The Economics of Death
A multi-cultural perspective on property rights
When my mom died a few years ago, I wanted to honor her final wishes and make a statement about the person she had been while alive. The first part was simple; she wanted to be cremated and we complied. The second part was my decision to sell the burial plot my grandparents had bought and reserved for my mom and give the proceeds to the younger sister she had helped througout her life. When they bought the plot at Forest Lawn (a Jewish cemetery in Los Angeles) in the 1960’s, it probably cost less than $100.
When I started to inquire about sell those property rights, I found that the cost to buy a plot near her parents had skyrocketed to $8000–9000. Depending on the “view” and prestige of the location, memorial property can start at $14,000. And because money invades every aspect of our lives, there is an after-market for that property.
If you think that’s bad, consider this Smithsonian article about Shanghai:
One prime spot in Shanghai sold for $3.5 billion earlier this year, Quartz writes, while the average burial real estate goes for around $15,000… one company that owns and manages graveyards has decided to go public, with a rumored IPO of $200 million to be announced immanently… On the other hand, Want China Times reports that another company was caught selling $48 million’s worth of grave plots on the black-market.
Putting aside our discomfort with contemplating our own mortality, or the distaste we might feel about the prospect of disinterring a body to make a quick real estate score (the listings indicated unused plots, but who knows?), the subject raises some interesting questions.
#1. Los Angeles only became a top 10 U.S. city by population in 1920. What about other places, where large numbers of people have lived and died in the same town for hundreds of years?
China’s 3000 cemeteries will run out of space by 2019. The English are worried about the same thing. Considering the age of the country, population and the fact that they have 38% more population density than Great Britain, Japan has a cremation rate of 99.85%. However, as often seems to be the case, they have some bizarre customs related to their burial method of choice (hint: don’t ever hold something with chopsticks at the same time as someone else).
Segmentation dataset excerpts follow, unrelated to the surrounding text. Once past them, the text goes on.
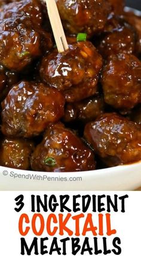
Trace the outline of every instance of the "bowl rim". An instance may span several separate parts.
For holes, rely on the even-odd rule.
[[[133,8],[131,7],[125,7],[124,8],[124,10],[127,12],[129,12],[129,11],[131,11],[133,13],[134,13],[136,16],[140,17],[141,17],[141,11],[138,10],[137,9],[134,9]],[[119,166],[114,166],[114,167],[106,167],[106,168],[103,168],[103,169],[96,169],[96,170],[83,170],[83,171],[79,171],[79,172],[75,172],[75,171],[72,171],[72,172],[44,172],[44,171],[35,171],[35,170],[22,170],[22,169],[15,169],[15,168],[11,168],[11,167],[8,167],[7,166],[0,166],[0,173],[2,171],[2,169],[5,168],[6,169],[9,170],[10,171],[18,171],[21,172],[22,173],[23,173],[23,175],[25,174],[25,173],[27,173],[27,174],[29,174],[29,173],[38,173],[39,175],[45,175],[45,174],[48,174],[48,175],[50,175],[50,176],[57,176],[59,175],[59,176],[64,176],[65,175],[66,176],[78,176],[78,175],[80,175],[82,177],[82,176],[91,176],[91,173],[93,173],[93,175],[94,175],[95,176],[96,175],[102,175],[104,173],[113,173],[114,172],[114,175],[119,172],[122,172],[125,170],[125,169],[128,169],[130,167],[133,167],[133,168],[136,168],[138,166],[140,166],[140,169],[141,169],[141,160],[137,161],[137,162],[134,162],[133,163],[128,163],[128,164],[121,164],[121,165],[119,165]]]

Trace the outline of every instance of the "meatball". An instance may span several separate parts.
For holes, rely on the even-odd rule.
[[[112,18],[100,38],[98,50],[105,58],[118,53],[132,54],[136,50],[136,33],[134,28],[121,19]]]
[[[22,81],[2,103],[2,132],[16,137],[37,136],[63,115],[64,105],[63,96],[55,89]]]
[[[141,16],[137,16],[133,13],[124,13],[124,18],[136,29],[138,36],[136,51],[141,53]]]
[[[102,72],[105,102],[120,110],[129,110],[141,102],[141,62],[133,55],[110,56]]]
[[[94,121],[104,112],[103,97],[92,97],[74,103],[67,104],[63,121],[71,122],[75,120],[87,123]]]
[[[105,0],[56,0],[63,25],[69,34],[85,32],[92,36],[101,31],[111,13]]]
[[[51,37],[41,27],[41,4],[21,1],[4,5],[0,13],[0,63],[21,71],[52,48]]]
[[[112,7],[112,10],[115,14],[122,14],[125,6],[124,0],[109,0]]]
[[[88,123],[84,136],[108,166],[141,159],[140,126],[115,113],[104,114]]]
[[[5,69],[0,65],[0,101],[4,99],[11,86],[18,82],[16,72]]]
[[[96,94],[101,56],[88,41],[69,45],[68,50],[54,50],[42,62],[40,74],[44,82],[63,91],[66,100],[73,102]]]
[[[35,170],[75,172],[94,170],[94,156],[71,130],[61,124],[49,126],[31,157]]]
[[[0,141],[0,165],[29,170],[30,157],[34,144],[29,140],[4,138]]]
[[[137,124],[141,124],[141,105],[137,105],[132,111],[129,115],[131,121],[136,123]]]

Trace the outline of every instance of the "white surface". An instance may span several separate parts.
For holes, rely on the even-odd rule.
[[[5,170],[8,172],[6,176],[3,174]],[[14,174],[16,176],[15,178]],[[17,177],[19,175],[23,176]],[[32,177],[32,175],[33,176]],[[41,180],[44,176],[44,181]],[[67,178],[68,181],[49,181],[47,179],[54,179],[55,177],[60,180]],[[70,178],[76,179],[77,177],[82,180],[69,181]],[[0,190],[134,190],[141,186],[141,163],[102,170],[69,173],[26,171],[0,166]]]

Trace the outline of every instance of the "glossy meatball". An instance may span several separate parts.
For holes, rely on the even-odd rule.
[[[112,7],[112,10],[115,14],[122,14],[125,6],[124,0],[109,0]]]
[[[101,31],[111,13],[105,0],[56,0],[63,25],[70,34],[82,32],[91,36]]]
[[[76,120],[82,123],[94,121],[103,113],[104,109],[104,100],[101,96],[91,97],[74,103],[68,103],[63,121],[66,123]]]
[[[111,56],[104,67],[102,84],[105,102],[120,110],[141,102],[141,62],[133,55]]]
[[[140,126],[117,114],[105,114],[89,123],[84,135],[108,166],[141,160]]]
[[[141,124],[141,105],[137,105],[130,115],[130,118],[131,121],[136,123],[138,124]]]
[[[101,56],[88,41],[69,45],[65,52],[54,50],[42,62],[40,74],[44,82],[63,91],[66,100],[73,102],[96,94]]]
[[[105,31],[97,47],[104,58],[118,53],[132,54],[136,51],[136,31],[124,20],[112,18],[107,23]]]
[[[5,69],[0,65],[0,101],[4,99],[11,86],[18,82],[17,74]]]
[[[94,170],[95,164],[90,150],[60,123],[48,127],[31,158],[33,170],[46,172]]]
[[[0,141],[0,165],[11,168],[29,170],[30,157],[34,144],[29,140],[4,138]]]
[[[20,71],[51,48],[51,35],[41,23],[41,7],[37,0],[4,5],[0,13],[1,64]]]
[[[133,13],[124,13],[124,18],[136,29],[138,36],[136,51],[141,53],[141,16],[137,16]]]
[[[38,135],[63,115],[64,104],[63,96],[55,89],[21,82],[2,103],[2,132],[16,137]]]

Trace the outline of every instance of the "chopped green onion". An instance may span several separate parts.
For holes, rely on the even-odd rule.
[[[77,35],[77,41],[86,41],[87,36],[86,33],[79,33]]]
[[[56,160],[53,157],[47,157],[45,159],[44,163],[48,166],[53,167],[56,164]]]
[[[23,51],[23,53],[19,54],[19,57],[20,58],[22,58],[22,57],[24,57],[24,56],[26,56],[27,55],[30,55],[30,53],[29,53],[29,51]]]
#2 When the space runs out, what happens?
About 15 years ago, I visited the gravesite of my wife’s grandmother, located about 10 miles south of Paris, and learned that cemetery plots are leased. After 50 years, if no family members come to renew the lease, the plot is “freed” up. (I had no idea what happens to the disinterred bodies). It was completely bizarre, given my American perspective on property rights.
But the practice is not uncommon. Countries like Germany simply reuse the same grave spaces after several years by removing remains from older graves, burying them deeper in the same grave and then reusing the space on top for a new body.
Families in Spain and Greece rent a “niche”, an above-ground crypt where bodies lie for several years until they have decomposed. At the point, the bodies are moved to a communal burial ground, so the niche can be used again.
Guatemala City, with its population growth and unusally higher murder rate, has seen a much more aggressive policy for disinterment, “with a harried, free market exchange of death for more death, of one body for another.”
Even those crowded parts of the world where cremation is the norm are finding space for an urn is a challenge:
In Hong Kong, thousands of families store ashes in sacks in funeral homes, while they wait years for a space in either public or private cemeteries. And in Singapore, one private company stores 50,000 urns, which can be automatically retrieved with an electronic card.
#3 The world’s response to this scarcity of burial land will completely change society’s views on death, burial rituals, and how we regard our ancestors.
Also from the Smithsonian article on China:
The Chinese government has even started subsidizing sea burials to compensate, paying Shanghai residents 2,000 yuan each to scatter ashes over Hangzhou Bay. For the past few years, some city governments have also pushed so-called tree burials, in which a person’s ashes are placed in a biodegradable casket and interred next to a tree.
In this case, government incentives will change behavior and wear down the old traditions.
Other factors, such as environmental concerns, are the motivation for completely different burial rituals, like green cremation through resomation, a water-based chemical resolving process that is basically a highly accelerated version of natural decomposition chemistry.